Мы!» Орлов гордо выпятил грудь, глядя на жену возбуждёнными глазами.
Она задумчиво улыбалась ему в лицо, он был красив и очень походил теперь на того Гришу, каким она видела его когда-то давно, ещё до свадьбы.
– У нас в отделении тоже все такие работящие и добрые. Докторша то-олстая, в очках. Хорошие люди, говорят с тобой таково просто, и всё у них понимаешь.
– Так ты, значит, ничего, довольна? – спросил Григорий, несколько остыв от возбуждения.
– Я-то? Господи, ты посуди: я получаю двенадцать рублей, да ты двадцать – тридцать два рубля в месяц! На готовом на всём! Это, ежели до зимы хворать будут люди, сколько мы накопим?.. А там, бог даст, и поднимемся из подвала-то…
– Н-да, это тоже важная статья… – задумчиво сказал Орлов и, помолчав, воскликнул с пафосом надежды, ударив жену по плечу: – Эх, Матрёнка, али нам солнце не улыбнётся? Не робей, знай!
Она вся загорелась.
– Только бы ты стерпел…
– А про это – молчок! По коже – шило, по жизни – рыло… Иная жизнь, иное и поведенье моё будет.
– Господи, кабы это случилось! – глубоко вздохнула женщина.
– Ну, и цыц!
– Гришенька!
Они расстались с какими-то новыми чувствами друг к другу, воодушевлённые надеждами, готовые работать до изнеможения, бодрые, весёлые.

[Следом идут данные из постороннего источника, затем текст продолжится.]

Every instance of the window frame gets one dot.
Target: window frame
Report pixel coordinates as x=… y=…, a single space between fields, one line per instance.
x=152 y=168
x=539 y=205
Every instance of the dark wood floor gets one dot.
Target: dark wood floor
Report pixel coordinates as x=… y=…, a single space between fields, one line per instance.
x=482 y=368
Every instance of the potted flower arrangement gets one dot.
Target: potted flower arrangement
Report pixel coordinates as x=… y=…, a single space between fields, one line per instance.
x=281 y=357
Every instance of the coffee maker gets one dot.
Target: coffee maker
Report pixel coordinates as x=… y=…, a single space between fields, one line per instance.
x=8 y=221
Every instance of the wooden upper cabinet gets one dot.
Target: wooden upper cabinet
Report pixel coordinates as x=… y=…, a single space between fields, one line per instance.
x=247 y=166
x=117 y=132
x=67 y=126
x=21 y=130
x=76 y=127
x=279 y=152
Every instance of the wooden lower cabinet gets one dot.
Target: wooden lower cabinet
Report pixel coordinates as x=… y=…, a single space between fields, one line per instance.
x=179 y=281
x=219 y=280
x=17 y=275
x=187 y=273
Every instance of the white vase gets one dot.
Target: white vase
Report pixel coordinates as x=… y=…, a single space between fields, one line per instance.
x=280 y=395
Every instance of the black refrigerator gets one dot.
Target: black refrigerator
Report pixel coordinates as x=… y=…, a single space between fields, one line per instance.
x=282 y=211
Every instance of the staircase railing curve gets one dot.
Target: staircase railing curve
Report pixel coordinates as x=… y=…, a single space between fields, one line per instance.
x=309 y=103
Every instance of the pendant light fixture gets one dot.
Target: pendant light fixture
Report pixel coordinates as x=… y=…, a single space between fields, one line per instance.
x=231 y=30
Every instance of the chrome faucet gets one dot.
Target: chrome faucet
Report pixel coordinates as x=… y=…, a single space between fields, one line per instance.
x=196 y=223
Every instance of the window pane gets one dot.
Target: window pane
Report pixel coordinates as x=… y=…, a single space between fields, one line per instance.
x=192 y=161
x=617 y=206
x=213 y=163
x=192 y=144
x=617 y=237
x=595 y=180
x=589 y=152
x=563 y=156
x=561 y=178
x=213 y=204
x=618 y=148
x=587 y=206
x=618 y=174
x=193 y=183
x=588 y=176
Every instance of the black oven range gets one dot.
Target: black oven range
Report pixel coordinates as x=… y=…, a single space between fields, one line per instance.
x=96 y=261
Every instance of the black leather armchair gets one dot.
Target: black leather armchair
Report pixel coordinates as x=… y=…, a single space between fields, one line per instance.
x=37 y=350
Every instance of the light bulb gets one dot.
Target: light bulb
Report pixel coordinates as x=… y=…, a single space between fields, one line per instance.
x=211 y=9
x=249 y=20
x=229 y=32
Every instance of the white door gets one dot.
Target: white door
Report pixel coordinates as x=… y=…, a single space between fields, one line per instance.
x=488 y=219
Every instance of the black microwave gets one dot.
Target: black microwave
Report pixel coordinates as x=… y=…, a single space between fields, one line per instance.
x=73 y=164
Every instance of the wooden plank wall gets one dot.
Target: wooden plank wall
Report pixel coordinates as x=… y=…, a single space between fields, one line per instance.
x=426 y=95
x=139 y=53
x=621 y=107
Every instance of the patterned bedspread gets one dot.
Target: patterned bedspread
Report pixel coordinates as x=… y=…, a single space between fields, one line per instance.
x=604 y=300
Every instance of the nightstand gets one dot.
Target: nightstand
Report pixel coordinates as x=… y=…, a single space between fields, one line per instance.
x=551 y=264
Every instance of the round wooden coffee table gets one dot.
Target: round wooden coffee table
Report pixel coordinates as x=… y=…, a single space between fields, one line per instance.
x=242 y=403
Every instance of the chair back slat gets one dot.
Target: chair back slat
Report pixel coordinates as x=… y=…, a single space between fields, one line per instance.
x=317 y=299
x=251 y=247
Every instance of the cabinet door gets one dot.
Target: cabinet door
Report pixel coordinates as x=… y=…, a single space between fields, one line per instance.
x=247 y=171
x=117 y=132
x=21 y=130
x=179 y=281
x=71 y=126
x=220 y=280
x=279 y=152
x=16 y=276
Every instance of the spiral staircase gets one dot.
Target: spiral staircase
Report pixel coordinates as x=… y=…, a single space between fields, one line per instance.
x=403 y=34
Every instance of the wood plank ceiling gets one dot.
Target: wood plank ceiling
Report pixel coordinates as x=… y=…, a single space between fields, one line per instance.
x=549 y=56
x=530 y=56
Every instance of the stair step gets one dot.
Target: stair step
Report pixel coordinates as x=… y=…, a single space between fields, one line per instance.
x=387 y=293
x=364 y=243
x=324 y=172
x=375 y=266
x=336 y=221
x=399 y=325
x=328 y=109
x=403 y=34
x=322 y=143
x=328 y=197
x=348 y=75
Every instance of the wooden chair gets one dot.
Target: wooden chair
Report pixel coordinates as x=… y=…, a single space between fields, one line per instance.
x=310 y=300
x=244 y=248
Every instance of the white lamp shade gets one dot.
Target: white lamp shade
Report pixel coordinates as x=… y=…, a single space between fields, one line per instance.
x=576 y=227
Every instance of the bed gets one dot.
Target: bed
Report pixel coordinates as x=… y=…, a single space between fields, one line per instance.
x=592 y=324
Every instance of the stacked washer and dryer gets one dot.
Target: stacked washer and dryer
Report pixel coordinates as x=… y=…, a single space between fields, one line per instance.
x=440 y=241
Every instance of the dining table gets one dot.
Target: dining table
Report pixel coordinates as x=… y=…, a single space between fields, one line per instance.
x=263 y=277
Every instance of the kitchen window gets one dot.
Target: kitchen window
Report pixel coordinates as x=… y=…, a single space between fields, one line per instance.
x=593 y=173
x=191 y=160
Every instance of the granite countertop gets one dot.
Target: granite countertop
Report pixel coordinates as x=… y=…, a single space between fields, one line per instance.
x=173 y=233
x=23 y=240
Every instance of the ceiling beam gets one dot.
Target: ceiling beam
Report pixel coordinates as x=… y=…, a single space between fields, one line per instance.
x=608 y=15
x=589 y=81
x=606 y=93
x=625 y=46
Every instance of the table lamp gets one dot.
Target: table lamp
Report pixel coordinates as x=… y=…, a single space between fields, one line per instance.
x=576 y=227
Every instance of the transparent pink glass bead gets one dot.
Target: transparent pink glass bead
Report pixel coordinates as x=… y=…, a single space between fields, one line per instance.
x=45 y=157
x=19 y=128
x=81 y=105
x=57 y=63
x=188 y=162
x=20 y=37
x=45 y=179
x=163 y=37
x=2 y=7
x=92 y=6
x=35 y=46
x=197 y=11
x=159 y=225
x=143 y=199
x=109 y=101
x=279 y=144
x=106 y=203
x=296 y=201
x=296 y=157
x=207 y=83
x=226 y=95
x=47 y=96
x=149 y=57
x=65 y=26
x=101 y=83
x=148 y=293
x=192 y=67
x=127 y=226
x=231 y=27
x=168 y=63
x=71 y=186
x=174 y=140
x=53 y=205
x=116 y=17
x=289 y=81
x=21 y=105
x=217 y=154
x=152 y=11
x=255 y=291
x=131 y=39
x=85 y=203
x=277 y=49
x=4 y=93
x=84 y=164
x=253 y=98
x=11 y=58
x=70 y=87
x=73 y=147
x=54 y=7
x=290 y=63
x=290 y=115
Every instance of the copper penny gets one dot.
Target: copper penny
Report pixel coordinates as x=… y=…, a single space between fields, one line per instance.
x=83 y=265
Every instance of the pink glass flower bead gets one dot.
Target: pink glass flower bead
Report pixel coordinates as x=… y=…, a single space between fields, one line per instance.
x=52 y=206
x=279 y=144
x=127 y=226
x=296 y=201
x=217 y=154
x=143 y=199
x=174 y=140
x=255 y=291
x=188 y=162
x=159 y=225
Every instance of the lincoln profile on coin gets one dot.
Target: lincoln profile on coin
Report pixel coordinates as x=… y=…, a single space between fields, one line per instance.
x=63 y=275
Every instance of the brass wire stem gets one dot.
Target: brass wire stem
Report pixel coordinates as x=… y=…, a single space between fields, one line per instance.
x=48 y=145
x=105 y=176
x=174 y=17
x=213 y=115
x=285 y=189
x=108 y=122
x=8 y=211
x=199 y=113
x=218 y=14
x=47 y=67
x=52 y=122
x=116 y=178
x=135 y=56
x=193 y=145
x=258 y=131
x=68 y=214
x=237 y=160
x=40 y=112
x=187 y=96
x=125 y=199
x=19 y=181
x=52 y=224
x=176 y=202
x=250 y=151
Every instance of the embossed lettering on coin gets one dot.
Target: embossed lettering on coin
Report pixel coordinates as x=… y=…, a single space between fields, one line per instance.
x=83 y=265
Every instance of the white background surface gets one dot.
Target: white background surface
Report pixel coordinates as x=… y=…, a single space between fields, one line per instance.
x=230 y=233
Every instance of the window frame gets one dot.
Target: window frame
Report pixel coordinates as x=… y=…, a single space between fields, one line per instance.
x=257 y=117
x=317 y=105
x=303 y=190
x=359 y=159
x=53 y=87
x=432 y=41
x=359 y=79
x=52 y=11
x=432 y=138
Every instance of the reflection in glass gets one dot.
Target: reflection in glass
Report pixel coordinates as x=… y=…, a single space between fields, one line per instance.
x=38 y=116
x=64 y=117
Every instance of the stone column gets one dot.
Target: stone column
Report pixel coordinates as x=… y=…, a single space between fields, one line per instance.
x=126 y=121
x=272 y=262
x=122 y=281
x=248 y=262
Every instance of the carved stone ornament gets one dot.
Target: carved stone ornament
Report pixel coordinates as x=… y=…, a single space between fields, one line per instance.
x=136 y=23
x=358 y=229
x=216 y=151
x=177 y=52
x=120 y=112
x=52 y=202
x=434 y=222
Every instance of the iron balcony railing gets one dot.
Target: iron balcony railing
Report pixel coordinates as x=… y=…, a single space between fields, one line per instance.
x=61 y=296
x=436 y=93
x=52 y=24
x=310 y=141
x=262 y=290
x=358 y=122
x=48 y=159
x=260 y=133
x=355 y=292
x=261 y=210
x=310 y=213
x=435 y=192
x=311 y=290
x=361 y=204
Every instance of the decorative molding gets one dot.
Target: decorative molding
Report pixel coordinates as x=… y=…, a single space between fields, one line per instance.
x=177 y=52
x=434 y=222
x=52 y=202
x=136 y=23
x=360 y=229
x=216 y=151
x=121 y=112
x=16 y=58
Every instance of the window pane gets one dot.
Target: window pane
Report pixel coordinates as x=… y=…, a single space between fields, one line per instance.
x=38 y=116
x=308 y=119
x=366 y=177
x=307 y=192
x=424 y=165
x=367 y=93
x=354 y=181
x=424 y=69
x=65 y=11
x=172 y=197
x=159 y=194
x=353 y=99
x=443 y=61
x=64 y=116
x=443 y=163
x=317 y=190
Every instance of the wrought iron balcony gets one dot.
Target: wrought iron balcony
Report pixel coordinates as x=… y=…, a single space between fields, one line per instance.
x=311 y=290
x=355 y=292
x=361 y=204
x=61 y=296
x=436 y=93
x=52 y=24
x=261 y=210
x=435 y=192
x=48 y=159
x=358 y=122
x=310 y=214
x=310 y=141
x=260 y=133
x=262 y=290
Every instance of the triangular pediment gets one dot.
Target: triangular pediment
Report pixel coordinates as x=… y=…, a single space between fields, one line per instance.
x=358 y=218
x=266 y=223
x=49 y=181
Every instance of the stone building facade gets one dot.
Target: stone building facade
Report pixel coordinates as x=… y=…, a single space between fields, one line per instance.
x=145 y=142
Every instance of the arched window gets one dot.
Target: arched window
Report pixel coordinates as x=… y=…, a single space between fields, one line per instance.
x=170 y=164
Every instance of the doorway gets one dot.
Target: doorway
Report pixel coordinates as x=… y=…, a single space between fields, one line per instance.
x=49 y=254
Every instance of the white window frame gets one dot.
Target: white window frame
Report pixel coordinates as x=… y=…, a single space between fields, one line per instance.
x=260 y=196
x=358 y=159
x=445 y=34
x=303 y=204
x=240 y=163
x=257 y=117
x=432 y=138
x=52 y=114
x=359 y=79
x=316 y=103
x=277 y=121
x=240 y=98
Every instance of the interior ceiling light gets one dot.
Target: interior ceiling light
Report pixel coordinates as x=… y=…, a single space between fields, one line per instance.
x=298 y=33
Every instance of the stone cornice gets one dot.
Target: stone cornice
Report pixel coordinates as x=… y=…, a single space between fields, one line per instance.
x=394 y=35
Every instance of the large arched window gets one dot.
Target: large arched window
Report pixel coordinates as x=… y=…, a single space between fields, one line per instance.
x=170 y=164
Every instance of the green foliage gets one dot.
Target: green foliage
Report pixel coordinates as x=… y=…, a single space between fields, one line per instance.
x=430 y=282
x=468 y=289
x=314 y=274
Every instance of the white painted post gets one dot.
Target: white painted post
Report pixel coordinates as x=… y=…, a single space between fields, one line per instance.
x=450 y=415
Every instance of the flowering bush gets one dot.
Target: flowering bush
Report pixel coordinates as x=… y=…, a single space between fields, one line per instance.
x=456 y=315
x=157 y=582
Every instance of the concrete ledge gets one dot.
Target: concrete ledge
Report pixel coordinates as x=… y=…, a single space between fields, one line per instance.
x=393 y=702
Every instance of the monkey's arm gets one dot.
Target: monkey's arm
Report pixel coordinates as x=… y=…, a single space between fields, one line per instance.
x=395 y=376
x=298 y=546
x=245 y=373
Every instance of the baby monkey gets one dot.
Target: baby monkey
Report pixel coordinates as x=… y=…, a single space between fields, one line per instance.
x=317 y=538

Прошло дня три-четыре, и Орлов заслужил несколько лестных отзывов о себе, как о сметливом и расторопном малом, и, вместе с этим, заметил, что Пронин и другие служители в бараке стали относиться к нему с завистью, с желанием насолить. Он насторожился, в нём тоже возникла злоба против толсторожего Пронина, с которым он не прочь был вести дружбу и беседовать «по душе». В то же время ему делалось как-то горько при виде явного желания товарищей по работе нанести ему какой-либо вред.
«Эх, злыдари!» – восклицал он про себя и тихонько поскрипывал зубами, стараясь не упустить удобного случая заплатить врагам «за лычко – ремешком». Невольно мысль его останавливалась на жене – с той можно говорить про всё, она его успехам завидовать не будет и, как Пронин, карболкой сапог ему не сожжёт.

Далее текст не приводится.